Pemprov Bengkulu Berikan Bantuan Kemanusiaan untuk Korban Banjir Sumatera

Bengkulu, Mediasinardunia.com - Banjir besar yang melanda sejumlah wilayah di Pulau Sumatera bukan sekadar peristiwa alam, tetapi duka yang dirasakan ribuan keluarga. Rumah-rumah terendam, aktivitas lumpuh, dan banyak warga harus bertahan dalam kondisi darurat, jauh dari kenyamanan dan rasa aman.
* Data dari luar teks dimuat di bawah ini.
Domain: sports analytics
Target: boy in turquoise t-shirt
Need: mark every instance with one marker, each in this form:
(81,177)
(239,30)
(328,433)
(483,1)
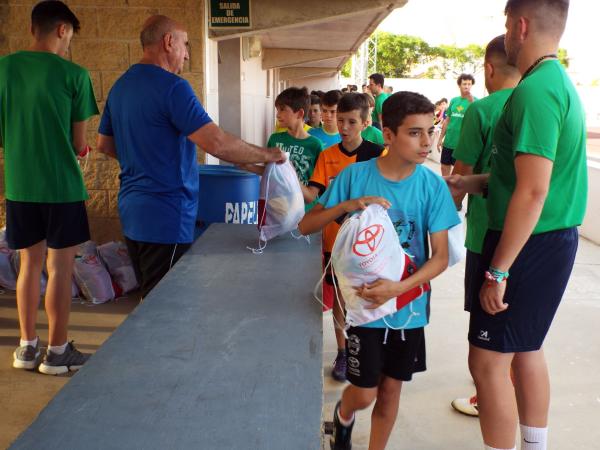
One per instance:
(384,353)
(302,148)
(473,154)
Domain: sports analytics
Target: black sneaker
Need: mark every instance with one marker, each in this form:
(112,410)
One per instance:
(341,438)
(71,360)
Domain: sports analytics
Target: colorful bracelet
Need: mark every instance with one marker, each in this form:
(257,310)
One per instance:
(496,275)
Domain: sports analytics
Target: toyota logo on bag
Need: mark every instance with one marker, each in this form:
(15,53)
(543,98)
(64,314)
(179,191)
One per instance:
(368,240)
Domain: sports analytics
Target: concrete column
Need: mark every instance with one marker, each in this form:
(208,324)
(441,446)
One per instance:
(230,118)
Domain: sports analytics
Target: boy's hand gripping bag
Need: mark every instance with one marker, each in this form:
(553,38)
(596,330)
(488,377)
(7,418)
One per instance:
(366,249)
(281,203)
(8,277)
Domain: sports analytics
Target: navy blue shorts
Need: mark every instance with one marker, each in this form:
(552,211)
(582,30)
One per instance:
(537,282)
(446,158)
(472,280)
(62,225)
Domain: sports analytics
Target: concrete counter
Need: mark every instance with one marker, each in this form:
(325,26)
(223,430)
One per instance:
(225,353)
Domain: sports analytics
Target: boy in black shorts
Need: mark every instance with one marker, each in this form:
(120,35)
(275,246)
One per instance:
(384,353)
(537,195)
(45,193)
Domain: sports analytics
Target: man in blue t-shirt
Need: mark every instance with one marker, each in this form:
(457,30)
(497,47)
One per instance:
(152,123)
(384,353)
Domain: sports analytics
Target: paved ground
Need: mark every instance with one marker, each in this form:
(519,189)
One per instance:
(23,394)
(594,142)
(426,420)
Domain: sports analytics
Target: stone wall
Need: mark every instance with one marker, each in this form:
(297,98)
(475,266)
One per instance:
(107,45)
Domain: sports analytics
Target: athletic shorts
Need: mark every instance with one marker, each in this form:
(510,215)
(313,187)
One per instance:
(534,289)
(152,261)
(62,225)
(446,158)
(373,352)
(472,280)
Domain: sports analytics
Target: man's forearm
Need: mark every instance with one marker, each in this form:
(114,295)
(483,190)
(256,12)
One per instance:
(317,218)
(522,216)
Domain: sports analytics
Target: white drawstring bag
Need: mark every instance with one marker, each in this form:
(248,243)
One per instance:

Di tengah kesulitan itu, uluran tangan dan kepedulian menjadi harapan bagi para korban.
 
Pemerintah Provinsi Bengkulu turut merasakan duka tersebut. Sebagai bentuk solidaritas kemanusiaan, Pemprov Bengkulu hadir untuk membantu meringankan beban saudara-saudara yang terdampak banjir di Aceh, Sumatera Utara, dan Sumatera Barat.
 
Pada Jumat (12/12), saat berada di Medan, Wakil Gubernur Bengkulu, Mian, secara resmi menerima dan melepas bantuan Corporate Social Responsibility (CSR) dari PT Riau Agrindo Agung (RAA) Bengkulu untuk masyarakat terdampak banjir di Kabupaten Aceh Tamiang, Provinsi Aceh.
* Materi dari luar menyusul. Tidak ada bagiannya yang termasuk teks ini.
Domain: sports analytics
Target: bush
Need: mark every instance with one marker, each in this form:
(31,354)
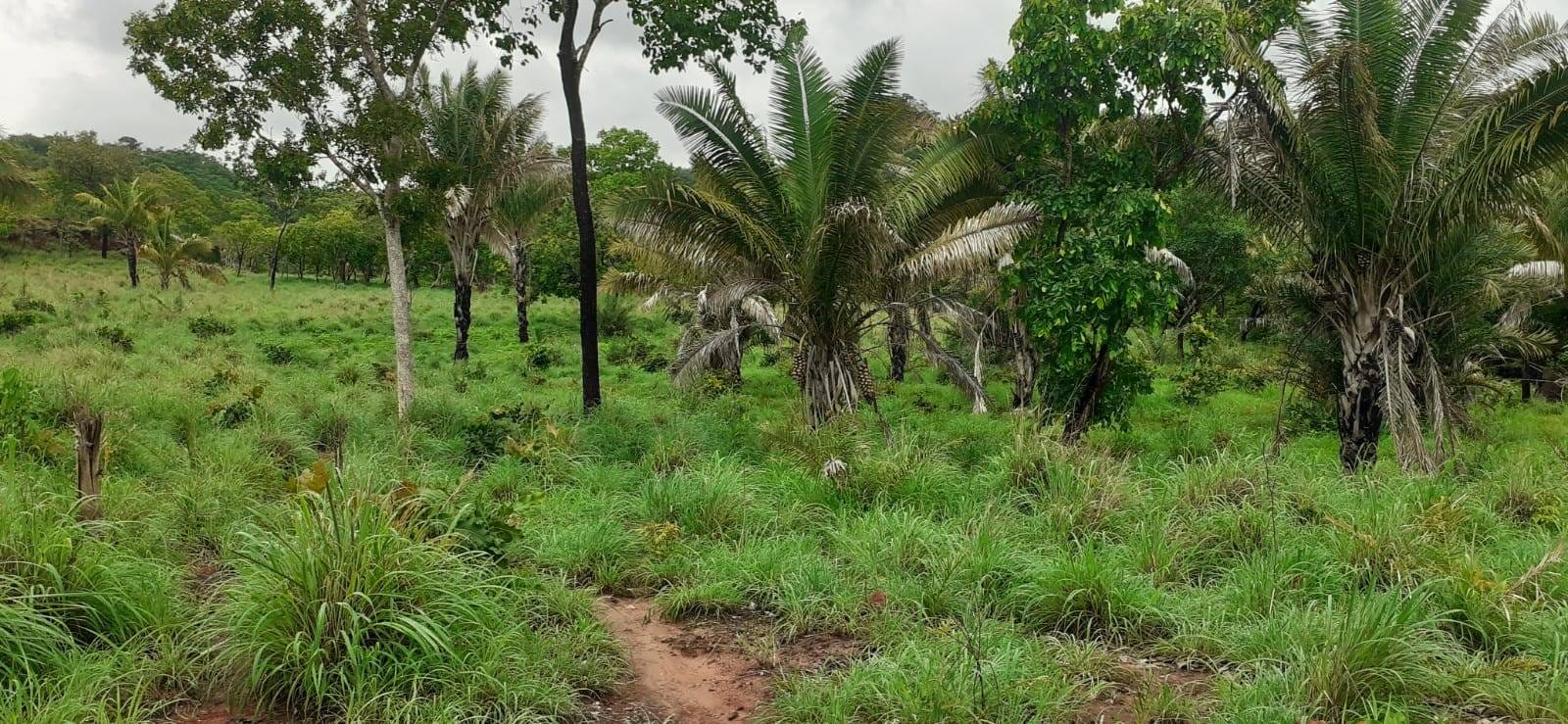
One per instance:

Bantuan bernilai lebih dari Rp200 juta tersebut berisi kebutuhan pokok yang sangat dibutuhkan di masa sulit: minyak goreng, ikan teri, hingga sambal telur — logistik sederhana namun penuh makna bagi warga yang sedang berjuang memulihkan kehidupan.
 
"Kami membawa pesan kepedulian dan rasa persaudaraan dari masyarakat Bengkulu. Bantuan ini mungkin tidak sebanding dengan besarnya cobaan yang dialami, namun kami berharap dapat sedikit menguatkan dan memberi harapan bagi saudara-saudara kita di Aceh Tamiang," ujar Mian dengan nada penuh empati.
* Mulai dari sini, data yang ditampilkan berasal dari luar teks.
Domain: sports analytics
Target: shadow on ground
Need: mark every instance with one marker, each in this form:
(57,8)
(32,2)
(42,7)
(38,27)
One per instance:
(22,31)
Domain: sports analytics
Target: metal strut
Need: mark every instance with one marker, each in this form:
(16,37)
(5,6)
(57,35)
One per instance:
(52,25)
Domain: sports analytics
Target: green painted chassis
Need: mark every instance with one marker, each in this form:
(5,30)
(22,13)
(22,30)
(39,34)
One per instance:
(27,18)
Ia menegaskan, bantuan tersebut merupakan wujud nyata misi kemanusiaan dan kepedulian dunia usaha yang tidak tinggal diam ketika sesama mengalami musibah.
 
Selain bantuan logistik, Pemprov Bengkulu juga telah mengerahkan 100 unit ambulans yang diberangkatkan sejak 9 Desember lalu menuju wilayah terdampak di Aceh, Sumatera Utara, dan Sumatera Barat. Ambulans tersebut membawa bantuan sosial serta menjadi bagian dari upaya penyelamatan dan pelayanan kesehatan bagi para korban banjir.
 
Tak hanya itu, dukungan juga diwujudkan dalam bentuk bantuan dana tunai dengan total nilai mencapai miliaran rupiah, yang disalurkan kepada masing-masing provinsi terdampak untuk membantu proses penanganan darurat dan pemulihan pascabencana.
 
"Musibah ini adalah luka bersama. Ketika satu daerah tertimpa bencana, daerah lain harus hadir memberi kekuatan," kata Mian.
 
Melalui langkah-langkah kemanusiaan tersebut, Pemerintah Provinsi Bengkulu berharap kehadiran bantuan ini tidak hanya meringankan beban para korban, tetapi juga menumbuhkan kembali harapan: bahwa di tengah bencana masih ada kepedulian, persaudaraan, dan gotong royong yang menyatukan.